Yale Divinity Librarian Paul Stuehrenberg said that after duplicating negatives from the microfilmed documents, they can be readily distributed and will become a part of the Yale Divinity library.

Yale has already worked with the WCC to preserve its World War II collection, which Lindner said is the “most important collection about the Christian resistance in World War II in the world.”

The most recent collection, which is in the process of being microfilmed at a speculated cost of 34,300 euros, is entitled “Dialogue with People of Living Faith” and contains documents discussing the relationship between Christianity and other active religions, such as Islam, said Martha Smalley, a research services librarian at the Divinity Library.

Smalley, who visited the WCC headquarters and helped decide which documents would be of primary interest to archive, said this collection was important because of “increased interest in Islam.”

According to directors and librarians at the Divinity School, Yale’s decision to fund this project could not have come at a better time.

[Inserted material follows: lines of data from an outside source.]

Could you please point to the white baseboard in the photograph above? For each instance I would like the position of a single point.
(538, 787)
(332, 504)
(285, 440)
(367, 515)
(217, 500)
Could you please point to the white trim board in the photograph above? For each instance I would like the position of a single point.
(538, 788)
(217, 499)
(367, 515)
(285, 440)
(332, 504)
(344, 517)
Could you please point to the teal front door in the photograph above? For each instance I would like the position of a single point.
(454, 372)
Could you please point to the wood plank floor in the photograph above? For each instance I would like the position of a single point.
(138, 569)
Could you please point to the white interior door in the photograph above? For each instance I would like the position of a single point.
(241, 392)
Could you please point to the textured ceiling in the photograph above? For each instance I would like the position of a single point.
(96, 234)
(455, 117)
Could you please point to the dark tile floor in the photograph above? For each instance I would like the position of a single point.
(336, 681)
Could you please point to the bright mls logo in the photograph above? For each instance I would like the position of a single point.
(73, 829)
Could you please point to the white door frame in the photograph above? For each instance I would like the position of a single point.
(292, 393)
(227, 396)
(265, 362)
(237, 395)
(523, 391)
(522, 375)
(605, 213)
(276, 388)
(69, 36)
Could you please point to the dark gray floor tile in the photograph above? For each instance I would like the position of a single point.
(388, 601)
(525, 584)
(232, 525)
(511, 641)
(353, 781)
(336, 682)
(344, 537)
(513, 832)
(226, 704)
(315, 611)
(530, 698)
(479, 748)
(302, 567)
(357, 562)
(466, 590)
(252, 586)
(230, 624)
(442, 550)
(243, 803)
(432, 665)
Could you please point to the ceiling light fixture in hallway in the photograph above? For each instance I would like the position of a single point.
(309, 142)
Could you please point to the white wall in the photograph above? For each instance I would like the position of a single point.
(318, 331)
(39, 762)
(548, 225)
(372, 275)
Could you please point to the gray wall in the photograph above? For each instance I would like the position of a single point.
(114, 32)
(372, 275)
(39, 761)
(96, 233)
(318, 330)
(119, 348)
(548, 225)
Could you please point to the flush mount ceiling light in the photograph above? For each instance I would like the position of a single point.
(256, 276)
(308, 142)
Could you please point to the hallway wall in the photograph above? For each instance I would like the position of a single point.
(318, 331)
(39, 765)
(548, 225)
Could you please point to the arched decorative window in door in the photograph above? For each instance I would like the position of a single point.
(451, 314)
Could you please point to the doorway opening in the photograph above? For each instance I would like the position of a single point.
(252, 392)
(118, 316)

“There’s been almost a sense of desperation and urgency in how to get this done,” Lindner said. “The WCC exists on voluntary contributions and preservation of documents is not the most important thing it does.”

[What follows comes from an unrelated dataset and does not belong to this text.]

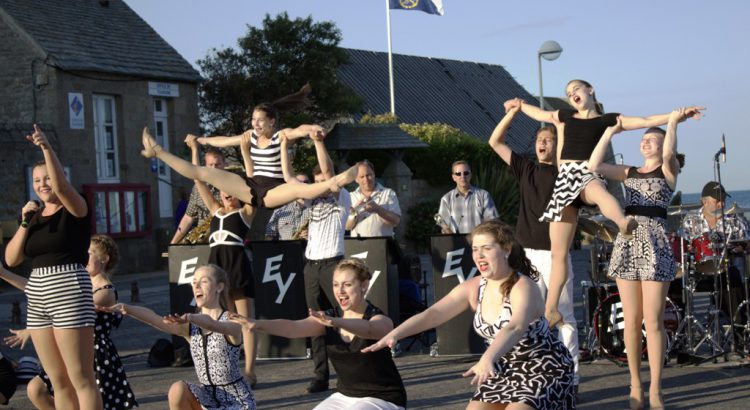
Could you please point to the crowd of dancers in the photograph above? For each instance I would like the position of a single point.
(523, 290)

Only 10 percent of the council’s 20 million documents have been microfilmed, Lindner said.

“Its priorities haven’t always been to preserve its past,” Smalley said. “There was some concern about the fact that this was an important organization in the past and that its past should be preserved.”

In addition, Lindner said the WCC documents have not always been preserved because the country of their origin could not fund their archiving.

The WCC documents are inclusive of the history of developing nations and churches and Yale’s effort will help “document things that these countries may not historically be able to preserve for themselves,” Lindner said.

One of the council’s past major endeavors was helping to end apartheid in South Africa. Documents revealing these efforts are part of a collection called the Programme to Combat Racism and have already been microfilmed by Yale.

In addition to preserving the past of the WCC in its prime, Smalley said the Divinity School has also chosen to fund this project because the WCC archives are comparable to the archives already in the Divinity School’s collection.

“Yale’s archives are known to be particularly strong on the topic of the mission and student Christian movement,” Lindner said. “The new documents complement our collection.”